De cela que chaque moi est bien étrange et pour tout dire démoli du dedans ; tout moi est engouffré dans le cercle qui se meut ; comme il ne s’agit pas de grandes planifications de type universel, mais de structurelle acquisitions ou dégradations du corps, du vécu et du moi, de sa psyché (dans le sens de toutes les psychologies ou psychanalyses que l’on voudra), il faut imaginer que le cercle est intime à l’arc (ou comme dit Lacan extime, l’interne de l’arc, qui n’est pas du tout l’intériorité, le subjectivisme, étant aussi l’externe, le corps pour el moi, la surface –autre que lui est le corps) ; et c’est en ce sens que l’arc est la puissance la plus précise immédiatement ancrée dans une perception, une imagerie, un corps, une densité ; par ceci l’individué outrepasse (en l’intégrant, puisque rien de ce qui est réflexif en peut délaisser la réflexivité, ça n’est pas un monde particulier qui disparait et n’est repris en aucun autre, c’est une continuité de forme qui passe d’un stage à un autre), l’individué outrepasse l’universel ; nous sommes entrés, depuis quand même 2 siècles, dans un autre registre ; le moi en est la structuration (ce qui ne signifie pas que l’universalisation se soit pétrifiée ; elle continue de se déployer ; plus de science, plus de droit, plus de constitutionnalité, technologie, communication, etc).

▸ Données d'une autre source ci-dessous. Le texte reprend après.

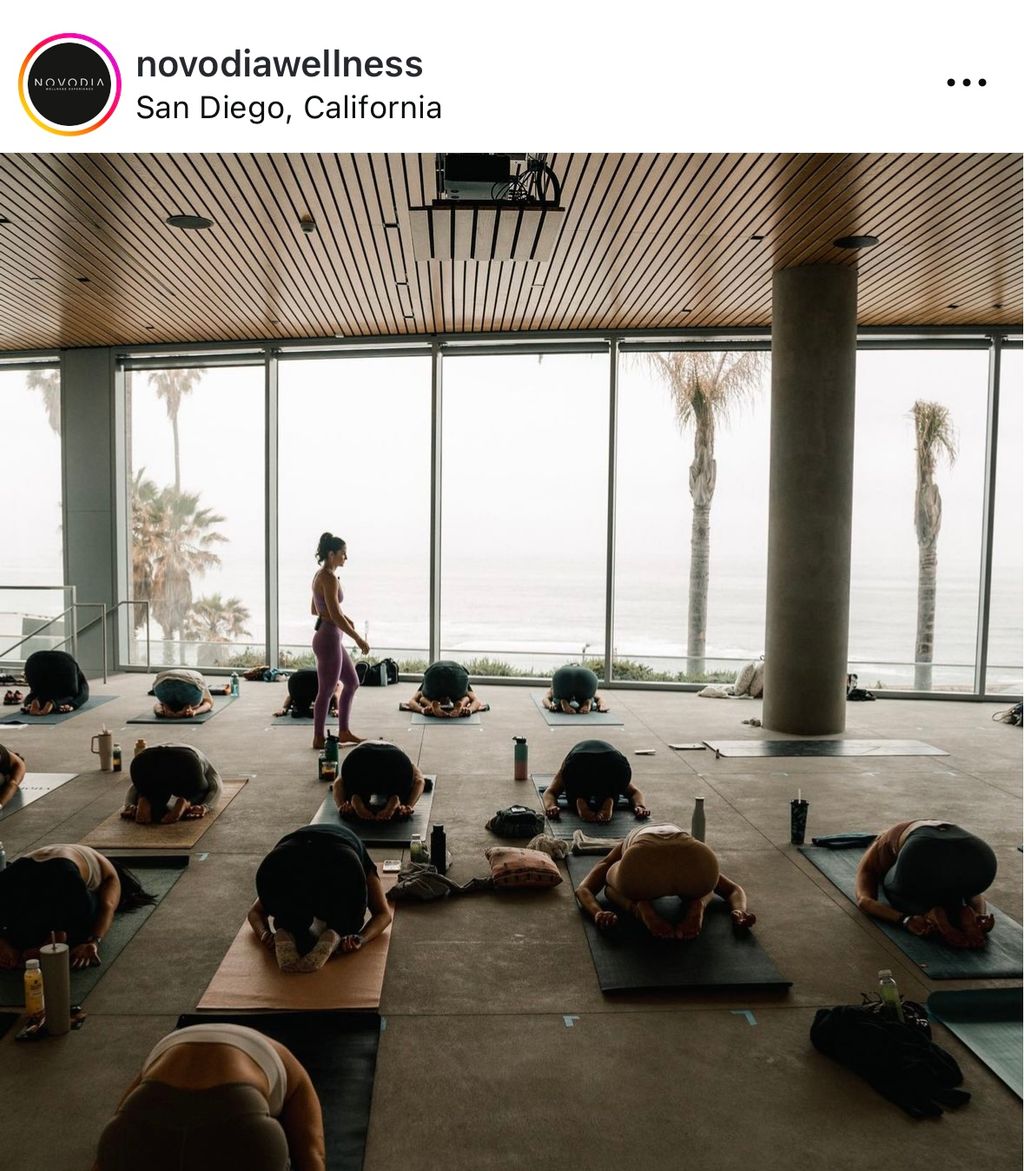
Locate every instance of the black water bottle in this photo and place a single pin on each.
(438, 849)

Or donc cela veut dire qu’il n’est pas de désir ou pas seulement et surtout pas dernièrement ; dernièrement il est une structure ; qui se déploie ; elle est, là, en tant qu’elle ex-siste et donc qu’elle tire tout vers l’avant ; elle tracte ou attire. Et la philosophie n’est pas de dire ce qui n’est pas, mais de montrer ce qui existe ; de re-découvrir ce qui est-là, et ce qui est-là est l’ex-sister ; la forme qui engendre vers l’avant. Il est, antérieurement au désir-dépression, une absence de désir et dépression ; ce qui évidemment ne veut pas dire « rien » mais l’être, la structure qui rend possible désir et dépression (comme tout le reste).

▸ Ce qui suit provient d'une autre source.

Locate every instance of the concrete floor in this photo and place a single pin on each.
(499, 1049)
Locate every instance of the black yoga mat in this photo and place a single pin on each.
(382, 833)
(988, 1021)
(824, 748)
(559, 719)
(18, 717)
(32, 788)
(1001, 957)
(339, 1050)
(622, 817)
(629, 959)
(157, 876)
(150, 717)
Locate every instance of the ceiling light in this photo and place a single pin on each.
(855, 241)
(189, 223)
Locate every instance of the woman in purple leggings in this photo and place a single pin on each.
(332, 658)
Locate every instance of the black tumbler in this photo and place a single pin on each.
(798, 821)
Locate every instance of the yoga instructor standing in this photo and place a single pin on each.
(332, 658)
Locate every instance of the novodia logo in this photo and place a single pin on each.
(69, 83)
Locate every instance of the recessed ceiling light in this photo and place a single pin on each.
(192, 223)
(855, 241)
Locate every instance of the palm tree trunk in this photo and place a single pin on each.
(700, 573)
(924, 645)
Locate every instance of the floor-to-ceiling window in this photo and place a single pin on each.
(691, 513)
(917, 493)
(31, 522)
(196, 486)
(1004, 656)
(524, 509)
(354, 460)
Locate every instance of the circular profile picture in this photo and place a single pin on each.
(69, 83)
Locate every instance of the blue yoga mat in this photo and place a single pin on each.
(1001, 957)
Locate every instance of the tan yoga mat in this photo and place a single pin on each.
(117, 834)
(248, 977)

Remonter dans la structure c’est la créer ; comme on est débarrassé d’identifier notre être par ceci ou cela (esprit, pensée, raison, moi, conscient, volonté, image, universel, etc), ce que l’on désigne c’est l’arc qu’est chaque conscience et son accès est réservé précisément à chaque Un ; ou donc la vérité est ce que chacun décide dans le cours historique du réel. L’accès au singulier est déjà accompli par chacun, de là que tous, un par un, nous soyons si étrangement égarés, azimutés, dispersés, et que notre vécu, notre corps, notre image et cet autre-corps qui se produit incessamment, nous inquiète, sombrement ou énormément, selon le désir ou la dépression.

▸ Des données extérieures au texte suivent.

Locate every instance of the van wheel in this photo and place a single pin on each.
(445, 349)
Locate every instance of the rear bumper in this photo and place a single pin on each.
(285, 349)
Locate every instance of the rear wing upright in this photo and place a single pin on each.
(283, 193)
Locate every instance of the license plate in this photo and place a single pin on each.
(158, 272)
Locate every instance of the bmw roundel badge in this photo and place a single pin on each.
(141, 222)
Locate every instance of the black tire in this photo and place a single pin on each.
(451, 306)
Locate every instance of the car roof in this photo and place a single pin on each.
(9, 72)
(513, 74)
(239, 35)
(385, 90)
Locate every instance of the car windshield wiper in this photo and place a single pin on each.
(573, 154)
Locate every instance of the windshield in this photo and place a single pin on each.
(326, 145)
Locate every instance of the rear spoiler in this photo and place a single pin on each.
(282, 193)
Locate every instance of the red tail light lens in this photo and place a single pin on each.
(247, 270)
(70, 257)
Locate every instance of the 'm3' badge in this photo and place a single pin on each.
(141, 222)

Le souci est celui de la portance du corps ; que peut-il porter et comment ? C’est une part de l’engouement de Rimbaud et la finalité de toutes les rives et dérives depuis au moins deux siècles ; rendre l’arc capable de tout ce qu’il peut en un corps ; l’établissement du domaine de relance de la conscience-arc dans la réalité, est aussi son approche subreptice, exploratrice du réel ; dont le seul qui ait osé passer outre est Heidegger ; que se passe-t-il de l’autre côté, plongé dans l’altérité du monde donné « là » ? Leurs acharnemenst à démolir l’occidentalisation est véritablement la volonté d’imposer le sol réel ou la structure réelle vers lesquels l’arc occidentalisé atterrit.Nietzsche, Heidegger, Sartre, Lacan agrandissent le cercle dirigeant le réel dans la réalité donnée là.

L’accès au réel individué on pourrait dire qu’il s’agit de l’acceptation de tout, nietzschéenne, son innocence, son affirmation formelle, mais ce serait trop simple pour nous ; nous sommes devenus bien plus complexes qu’au début du 20éme (ça n’est pas au détriment de Nietzsche bien sûr, puisqu’il sût prévoir, saisir au vol la nature de la Possibilité, historique, du réel) ; et c'est Sartre et Lacan qui nous permettent en fait de bien plus sérieusement préciser, cerner ou discerner notre activisme ; ils en élaborent toute la profondeur de leur réflexivité ; la précision du cercle descendu dans le monde en somme.